Huth miró a Douglas.
—¿Quién le dio permiso para discutir los asuntos de esta oficina con un extraño?
—Pero era el general Kellerman…
—¿Cómo sabe quién era? Era sólo una voz en el teléfono. Tengo información fidedigna de que sus amigos borrachos como éste… —dijo, señalando con el pulgar el punto donde estaba Harry Woods, parpadeando— son capaces de hacer una imitación bastante aceptable del inglés del general Kellerman.
Nadie dijo nada. La intención expresada por Harry Woods de reconvenir a Huth por la falta de decoro que implicaba haber llevado al mayorcito a la morgue quedó postergada para mejor oportunidad.
Huth arrojó la gorra a la percha detrás de la puerta y se sentó.

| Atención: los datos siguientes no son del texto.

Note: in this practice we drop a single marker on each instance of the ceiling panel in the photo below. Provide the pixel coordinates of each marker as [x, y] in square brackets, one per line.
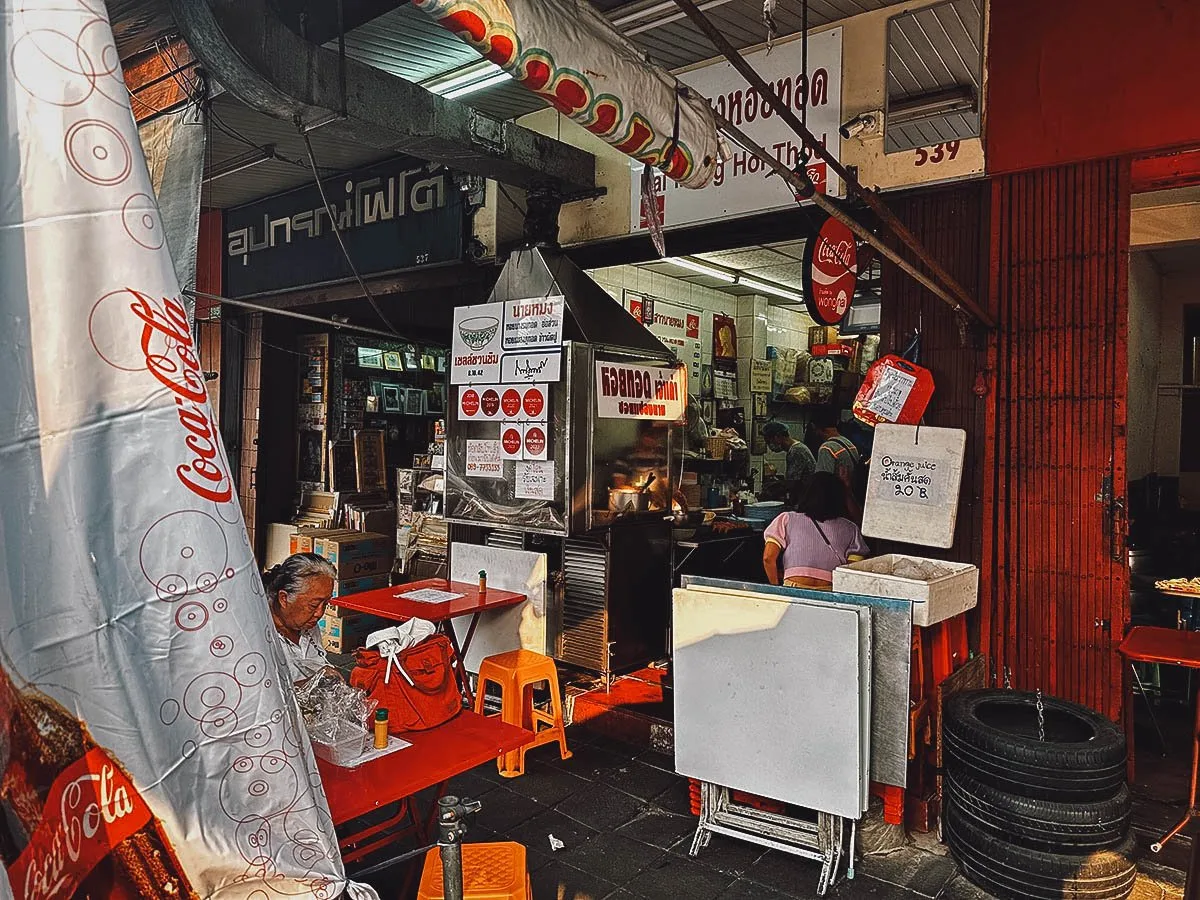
[933, 51]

—Se lo dije ya, y vuelvo a repetírselo por última vez. No debe discutir las actividades de esta oficina con absolutamente nadie. Desde el punto de vista teórico, puede hablar con toda libertad con el Reichsführer-SS Heinrich Himmler. —Huth se inclinó hacia delante y con el bastoncito tocó a Douglas con un gesto juguetón—. ¿Sabe quién es, sargento? ¿Heinrich Himmler?
—Sí —gruñó Harry.
—Pero es sólo en teoría. En la práctica no le dirá nada, a menos que yo esté presente. O que yo me muera y ustedes se hayan convencido a su entera satisfacción de que estoy muerto. ¿Comprendido?
—Sí —se apresuró a decir Douglas, temeroso de que la reacción de Harry Woods le llevase a atacar físicamente a Huth, quien en aquel momento batía el aire con su bastoncito.
—Toda infracción a estas disposiciones —dijo Huth— es no solamente un delito grave, bajo la sección 134 del Orden del Día del Comandante en Jefe de Gran Bretaña, cuya pena es el pelotón de fusilamiento, sino además un delito capital bajo la Sección 11 de las propias Autoridades de Emergencia de ustedes (Ocupación Alemana), Ley de 1941, por el cual se cuelga a los culpables en la prisión de Wandsworth.
—¿Cuál de los dos tendría prioridad? ¿El fusilamiento o la horca? —preguntó Douglas.
—Siempre debemos dejar algo en manos de la decisión del jurado —repuso Huth.